There is also Iute. Though regional rather than purely Albanian in scope, Iute remains relevant through its digital consumer-finance model and app-led lending and payment services.

Financial inclusion is improving, though not yet complete. The most accessible public World Bank Findex interface confirms Albania has 2024 account-ownership data available, and the direction of travel across the market clearly points to a more banked and digitally active population than a decade ago. Importantly for 2026, usage is rising. Reporting on Bank of Albania data indicated that card payments accounted for around 67 per cent of the total number of bank payments last year, while electronic money payments have become a clearer marker of digital consumer behaviour. Albania’s challenge now is less about introducing digital payments in principle and more about deepening everyday adoption across households, merchants and small and medium enterprises (SMEs).

What the country may still lack in scale, it is trying to compensate for through ecosystem-building. Events such as Future of Fintech, positioned as Albania’s leading fintech and digital finance forum, point to a more deliberate effort to connect regulators, banks, founders and investors. That matters in a market like Albania, where catalytic platforms and policy dialogue can have an outsized effect.

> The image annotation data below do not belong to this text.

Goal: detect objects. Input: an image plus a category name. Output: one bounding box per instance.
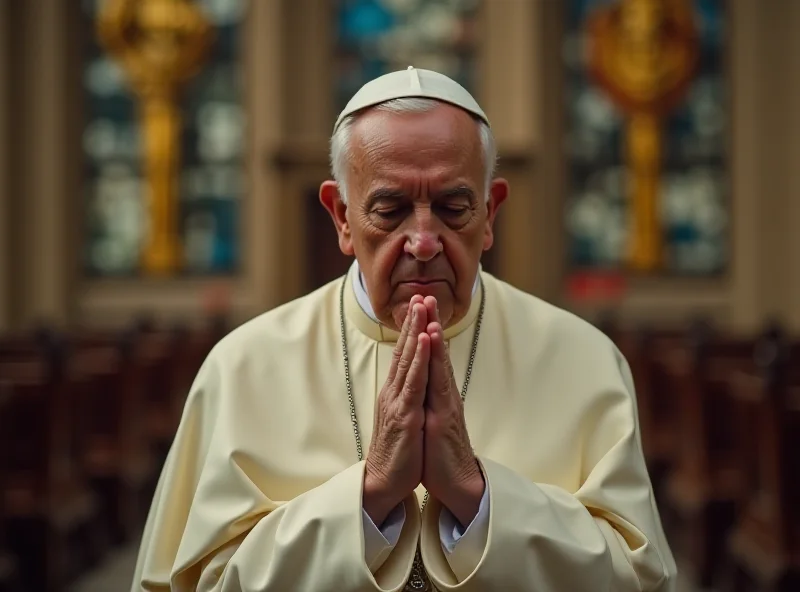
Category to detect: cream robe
[132,273,676,592]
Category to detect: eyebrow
[366,185,475,209]
[366,188,406,208]
[434,185,475,200]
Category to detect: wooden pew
[728,332,800,592]
[0,382,23,592]
[663,320,754,588]
[70,332,158,543]
[0,338,98,592]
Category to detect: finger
[425,296,442,323]
[403,333,431,407]
[394,302,428,385]
[428,323,455,407]
[387,295,422,382]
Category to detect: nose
[405,208,444,261]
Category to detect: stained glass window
[562,0,729,275]
[336,0,479,109]
[83,0,247,276]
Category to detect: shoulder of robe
[209,278,342,368]
[483,273,620,365]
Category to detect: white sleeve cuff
[439,487,489,557]
[361,504,406,574]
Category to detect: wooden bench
[727,337,800,592]
[0,339,100,592]
[662,322,754,588]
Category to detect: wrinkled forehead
[350,105,484,195]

In that sense, Albania’s fintech ecosystem in 2026 is not yet defined by size or capital depth. It is defined by direction. Open banking is live. SEPA alignment has advanced. Instant payments are being built. Electronic payments are rising. And local fintechs are becoming more visible within a still-small but more structured ecosystem. That is not yet a finished fintech success story, but it is clearly a market moving into its next phase.